What the Tests Will Show

If, as is likely, the tests do go forward in most states, The Education Trust’s Wallin said families should prepare for harsh results. The data, she said, may offer stark contrasts between white students and students of color, as well as between students from high- and low-income families. “We have real concerns that the data is going to show that there have been drops or that there are larger gaps than existed before. We still think that’s worth knowing, and it’s worth giving parents and families some kind of information about how their student is progressing, rather than go two full years without getting any information of quality, or that’s consistent.”

She said the results may actually show that advantaged students, with more consistent access to instruction, did better in quarantine. The prospect of “the top going up and the bottom going down, I think, is really disconcerting,” she said. “And that’s where we want to see if that plays out. And frankly, that information is important to know when we think about driving resources moving forward.”

She advises that states not do what they usually do and take months to analyze the testing results. Rather, she said, they should act on the data as quickly as possible.

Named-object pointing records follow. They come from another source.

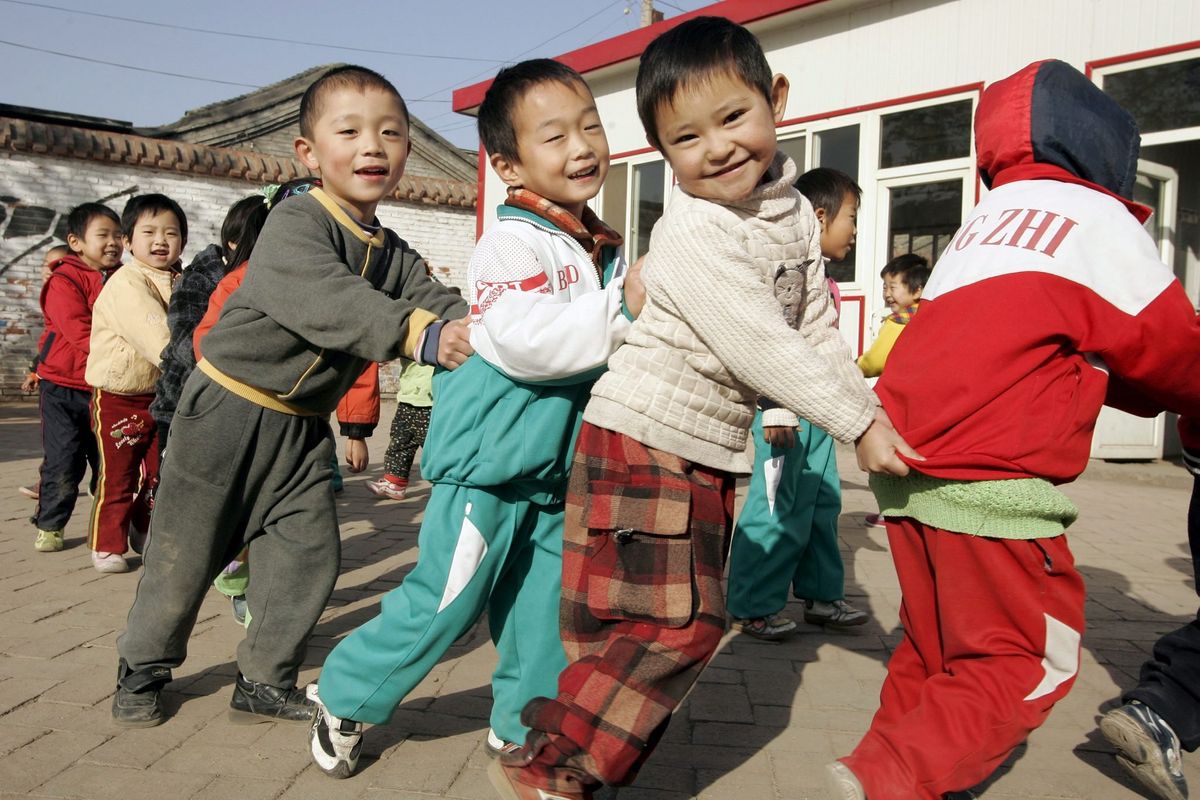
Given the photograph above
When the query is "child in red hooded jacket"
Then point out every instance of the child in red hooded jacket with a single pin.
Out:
(94, 235)
(1002, 407)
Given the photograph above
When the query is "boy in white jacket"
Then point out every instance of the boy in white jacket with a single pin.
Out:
(547, 293)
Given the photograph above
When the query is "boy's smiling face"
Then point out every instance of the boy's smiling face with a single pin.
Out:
(156, 240)
(101, 246)
(359, 145)
(562, 145)
(719, 134)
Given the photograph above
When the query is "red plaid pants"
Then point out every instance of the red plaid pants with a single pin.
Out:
(645, 542)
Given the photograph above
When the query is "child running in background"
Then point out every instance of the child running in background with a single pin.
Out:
(651, 493)
(69, 293)
(1002, 405)
(330, 290)
(190, 300)
(129, 334)
(787, 531)
(414, 397)
(547, 296)
(904, 280)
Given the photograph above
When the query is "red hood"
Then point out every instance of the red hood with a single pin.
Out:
(1049, 121)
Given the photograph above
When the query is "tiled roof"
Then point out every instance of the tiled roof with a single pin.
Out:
(115, 148)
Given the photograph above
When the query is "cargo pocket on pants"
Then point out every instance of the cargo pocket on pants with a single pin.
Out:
(640, 555)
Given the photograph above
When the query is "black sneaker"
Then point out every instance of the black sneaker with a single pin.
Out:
(255, 703)
(137, 702)
(1147, 749)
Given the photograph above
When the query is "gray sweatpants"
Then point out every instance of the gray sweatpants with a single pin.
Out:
(235, 473)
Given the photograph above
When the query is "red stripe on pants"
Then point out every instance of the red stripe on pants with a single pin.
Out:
(989, 626)
(129, 465)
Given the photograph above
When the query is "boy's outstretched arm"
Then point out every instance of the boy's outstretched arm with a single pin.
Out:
(880, 447)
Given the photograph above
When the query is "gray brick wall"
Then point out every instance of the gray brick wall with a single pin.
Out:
(36, 192)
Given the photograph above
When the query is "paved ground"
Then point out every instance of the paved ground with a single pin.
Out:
(761, 723)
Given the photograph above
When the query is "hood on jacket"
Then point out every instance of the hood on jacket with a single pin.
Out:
(1049, 121)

“Frankly, it needs to inform how to deal with summer,” she said. “Let’s hope for an ideal world where some students can receive in-person instruction or even continue distance learning over the summer to help make up some of the time that they’ve lost. But if we don’t have the assessment data in time to do that, it loses some of its value.”

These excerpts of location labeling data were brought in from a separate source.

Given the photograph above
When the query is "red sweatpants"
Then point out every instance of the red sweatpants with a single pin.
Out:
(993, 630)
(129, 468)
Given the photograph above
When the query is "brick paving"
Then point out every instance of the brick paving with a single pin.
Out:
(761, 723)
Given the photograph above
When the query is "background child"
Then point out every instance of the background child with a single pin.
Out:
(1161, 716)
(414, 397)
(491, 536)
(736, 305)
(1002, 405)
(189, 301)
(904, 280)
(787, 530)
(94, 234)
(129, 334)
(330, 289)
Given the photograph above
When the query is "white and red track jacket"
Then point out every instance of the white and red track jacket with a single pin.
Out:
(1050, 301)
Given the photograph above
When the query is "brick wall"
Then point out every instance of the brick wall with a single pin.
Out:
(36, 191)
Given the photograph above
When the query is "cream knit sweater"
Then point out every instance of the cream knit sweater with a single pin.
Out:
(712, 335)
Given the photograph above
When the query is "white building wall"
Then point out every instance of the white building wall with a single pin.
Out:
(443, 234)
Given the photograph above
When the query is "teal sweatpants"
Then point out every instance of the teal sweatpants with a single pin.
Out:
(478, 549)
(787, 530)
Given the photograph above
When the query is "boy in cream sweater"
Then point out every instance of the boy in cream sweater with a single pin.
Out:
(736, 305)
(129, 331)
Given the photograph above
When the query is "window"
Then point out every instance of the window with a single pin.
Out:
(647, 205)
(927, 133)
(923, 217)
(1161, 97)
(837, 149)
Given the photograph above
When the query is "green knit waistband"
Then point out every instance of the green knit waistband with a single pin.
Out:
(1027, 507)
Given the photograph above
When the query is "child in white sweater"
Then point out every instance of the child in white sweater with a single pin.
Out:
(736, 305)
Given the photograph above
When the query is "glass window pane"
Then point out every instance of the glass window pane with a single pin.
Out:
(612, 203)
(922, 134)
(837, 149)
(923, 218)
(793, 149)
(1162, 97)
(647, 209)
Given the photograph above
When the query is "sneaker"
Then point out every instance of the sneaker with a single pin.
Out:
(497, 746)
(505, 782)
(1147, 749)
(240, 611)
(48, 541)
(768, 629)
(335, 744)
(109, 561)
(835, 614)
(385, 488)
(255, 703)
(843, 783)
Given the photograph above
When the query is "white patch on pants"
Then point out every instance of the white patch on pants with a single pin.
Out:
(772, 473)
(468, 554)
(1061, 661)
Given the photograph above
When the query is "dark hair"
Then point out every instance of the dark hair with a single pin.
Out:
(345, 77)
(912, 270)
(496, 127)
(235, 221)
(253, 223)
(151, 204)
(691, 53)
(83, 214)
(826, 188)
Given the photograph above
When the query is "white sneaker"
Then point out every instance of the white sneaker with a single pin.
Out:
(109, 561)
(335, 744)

Whether states can use the data they get to make a difference remains an open question.

Michigan’s Rice told lawmakers in February that the state’s M-STEPs are “postmortem tests” that won’t be helpful to determine what should be done, for instance, with students this summer. “By the time (the scores) come back, in aggregate, your children have moved to the next grade. They’re not helpful the way we would like tests to be helpful in education, for quick determinations of where kids are and quick movements of instruction to address those needs.”

He faced resistance from Republican lawmakers—one of them, Representative Pamela Hornberger, who represents a district in eastern Michigan, said she was disturbed by Rice’s “advocacy for what I would call a lack of accountability.”

“We have a whole group of parents and students and families across our communities, across our state, that are really struggling right now to understand why they should keep their kids in public education,” Hornberger said. “And it is a difficult sell. They feel like they’ve been shortchanged.”

Rice noted that Michigan still plans to administer less-invasive benchmark tests that state lawmakers have mandated. The benchmark “dipstick” tests will give educators a sense of “roughly where kids were coming out of a pandemic.”

That, he said, will give teachers exactly the information they need to recalibrate instruction going forward.

“Benchmarks are critical,” Rice said. “States summatives? Not so much, in a pandemic.”

Greg Toppo is the author of The Game Believes In You: How Digital Play Can Make Our Kids Smarter (St. Martin’s Press, 2015) and a journalist with nearly 25 years of experience, most of it covering education. He is co-author of Running with Robots: The American High School’s Third Century, about automation, artificial intelligence, and the future of high school (forthcoming from MIT Press).